Back-room dealings at the House, a dubious voice vote, and 64 Senators voted Aye to pass H.R. 4302, surprising the industry and many legislators alike, temporarily halting cuts to doctors’ payments from Medicare, delaying ICD-10 implementation for a year, and extending a limited moratorium on post-payment review of inpatient hospital claims by RACs related to the controversial 2-Midnight rule.
The House surprisingly passed H.R. 4302 by voice vote, last Thursday, March 27, after some kind of deal was made on Wednesday between House Speaker John Boehner, R-Ohio, and Senate Majority Leader Harry Reid, D-Nev.
House Budget Committee chairman Paul Ryan, R-Wis., exclaimed, “They voiced it? My God!” while walking onto the floor on Thursday, after the deal between Boehner and Reid forced the bill through without a single member having to go on record as voting for or against the bill that seemed to only be seen as a way to stop cuts in the the Sustainable Growth Rate (SGR) – just as it has been done 17 times before.
Thursday morning, the bill’s passage was in doubt for a short time, as key House Democrats were speaking against the bill, and it was to be voted on under suspension of the rules, meaning it needed a two-thirds majority to pass rather than a simple majority. Therefore, to pass, a fair number of Democrats would have to vote for the bill, which was authored by Republicans.
Rep. Sandy Levin, D-Mich., top Democrat on the Ways and Means Committee, said, “We deserve better and we need to do better.” Also, groups like the American Medical Association (AMA) had come out against the bill because it wanted a more permanent fix to the SGR.
House Minority Whip Steny Hoyer, D-Md., was outraged, calling the patch, “…a fraud – and both sides have committed that fraud.” He wanted to see a permanent fix, further stating, “What a lamentable fact we cannot summon the courage and wisdom to do just that.”

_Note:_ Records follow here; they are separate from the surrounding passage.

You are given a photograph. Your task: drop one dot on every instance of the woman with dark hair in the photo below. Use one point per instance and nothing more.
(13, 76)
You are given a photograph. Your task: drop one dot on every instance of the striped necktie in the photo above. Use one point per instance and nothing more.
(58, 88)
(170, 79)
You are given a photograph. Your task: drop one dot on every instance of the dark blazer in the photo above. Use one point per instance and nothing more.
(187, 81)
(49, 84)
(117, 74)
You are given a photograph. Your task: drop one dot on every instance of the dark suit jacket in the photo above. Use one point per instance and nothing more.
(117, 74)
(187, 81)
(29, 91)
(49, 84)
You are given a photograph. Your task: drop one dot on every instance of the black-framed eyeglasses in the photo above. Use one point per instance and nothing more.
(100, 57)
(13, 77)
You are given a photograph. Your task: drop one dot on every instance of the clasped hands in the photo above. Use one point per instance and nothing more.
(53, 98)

House Minority Leader Nancy Pelosi, D-Calif., said in her weekly press conference that the bill was indeed “a bad choice, but it’s the only choice we have.” She stated she would be voting in support of the bill. According to Pelosi, the Republicans wanted to suspend the rules in order to allow a voice vote, because they simply didn’t have enough votes to pass it – they needed 218 – and were hoping Democrats would push it the rest of the way through. Apparently, she feared that, “if they don’t have the votes” the Republicans would “blame it on us that this didn’t pass.”
Whatever the circumstances, the debate on the SGR fix ended without a single word being said publicly about ICD-10 and the 2-Midnight Rule, which were both part of the bill. The House leadership huddled into some closed-door meetings, and a new deal was struck. Members returned, the rules were suspended, and the bill was allowed to pass by voice vote only. Members, staff and reporters alike were all caught off-guard.
Members of both parties now explain that everyone was caught between a rock and a hard place, a bad choice or a different bad choice. All want to insist that they’re for a permanent fix – but not at the expense of seniors who might be denied coverage without a “patch”, and providers who would not be reimbursed at the full level.
A permanent fix perhaps lives in the same zip code as the Tooth Fairy. Earlier in March, the House passed a $137 billion permanent fix that included an attachment to delay the individual mandate penalty for 5 years, but said attachment made Senate Democrats choose to not take it up, and also caused the White House to issue a veto threat against that bill.
Three things we wonder about: (1) what would happen if the bill gets vetoed; (2) what in Heaven’s name was the deal struck between John Boehner and Harry Reid, and (3) when you listen to the voice vote in the recording above, do YOU hear a two-thirds majority say “Aye”?